The Bureau of Economic Analysis (BEA) has released its 2011 Second Estimate of US Gross Domestic Product (GDP) for Quarter 2. The news release shows a downward revision from 1.3 per cent in the Advanced Estimate to 1.0 per cent in the Second Estimate.
The National Income and Product Accounts (NIPA) table shows a steady deceleration in the annual economic growth rate from 3.0 per cent in 2010 to around 1.0 per cent in 2011. This is an estimated annual fall of 2 per cent, optimistically assuming 1.0 per cent growth rates in the remaining quarters of 2011 (3 and 4) and no further downward revisions of Quarter 2 data.

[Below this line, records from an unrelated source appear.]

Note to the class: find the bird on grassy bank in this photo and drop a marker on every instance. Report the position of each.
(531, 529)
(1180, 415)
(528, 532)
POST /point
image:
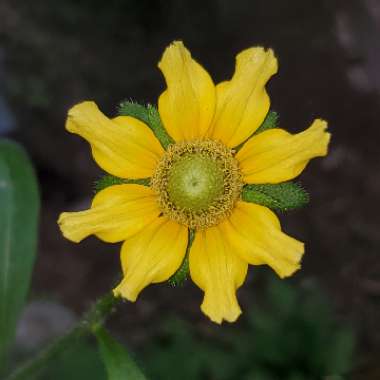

BEA data does not support the Federal Reserve’s 2009 judgment of a steady state growth rate of 1.5 per cent by mid-2011, steady state meaning self-sustaining growth at “neutral” or neither accommodative nor restrictive monetary and fiscal policy stances.
The data shows a steady quarter-by-quarter slowdown since the 2010 recovery. 2011 data displays a trend of non-steady state non-self sustaining recovery, returning the economy into a recession before the election of 2012 if not earlier by the end of this year, given that both monetary and fiscal policies are their most accommodative. Domestic private investment stemming from exports is being supported by the downward pressure on the dollar.
Transformations LLC, therefore, advises investors to expect, under the current structure of monetary and fiscal policies, the US economy to enter and remain in recession accompanied by significant consumption and employment uncertainty for the foreseeable future.